30 November 2009
The RoadTrip finally got underway. After a few loose ends were tied up around home, and a disastrous Grey Cup footall game was out of the way, there was no reason to stay around home.
I had debated heading south through Montana/Idaho/Utah/Nevada, but the weather reports and road reports all looked fairly poor, and I did not relish 3-4 days of hard driving in questionable conditions with below freezing temperatures to camp in.
So once again, I opted for the coastal route where I could fill the tank with water at home and be assured that it would not freeze before I reached the relative warmth of the coast.
So after a quick consultation with the house-sitter (last year my furnace quit, pipes froze, then flooded the basement!), I was on the road at 11AM.
I had not gotten far when the first casualty of the road showed up. This particular corner is a 'regular performer' that seems to catch those drivers perhaps not prepared for winter driving in the mountains.

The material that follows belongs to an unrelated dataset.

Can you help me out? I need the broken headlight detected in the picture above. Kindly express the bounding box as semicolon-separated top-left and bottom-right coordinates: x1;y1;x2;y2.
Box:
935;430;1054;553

If I was working, I would likely have been called out to this to monitor any environmental impacts.
The truck cabs have a way of breaking free from the tactor, and hopefully staying intact enough to protect the passengers.
Getting up in Roger's Pass, the weather and conditions began to deteriorate.
And soon it was full-on winter driving.
But not bad if you drive conservatively, slow down, and have good tires and lots of weight.
Snow sheds are designed to keep some of the avalanches off the road.
Once out of the pass, and down near Sicamous the sun even came out for a while.
The coquihalla highway was not too bad, but the first section was hard compact ice and snow. Past Merritt, it was less ice, but that did not prevent a high flyer who raced past me from ending up sideways in the ditch just past the summit. I waved as I went by.
I was not tired and making good time, so I pushed on to the border south of Abbotsford. I was amazed that there were NO cars lined up at customs and thought I would breeze through. Wrong! It appears that when they are bored, they have LOTS of time to poke through every corner of the camper, but they were not able to locate a single terrorist, much to their chagrin.
Bellingham was now as far as I would make it on day 1.
Welcome to the US! I bought a 12 pack of Kokanee (Canadian) beer for $11.49 plus tax. The very same case, purchased in BC (where it is brewed!) would likely set you back about double that. Who is checking into this conspiracy?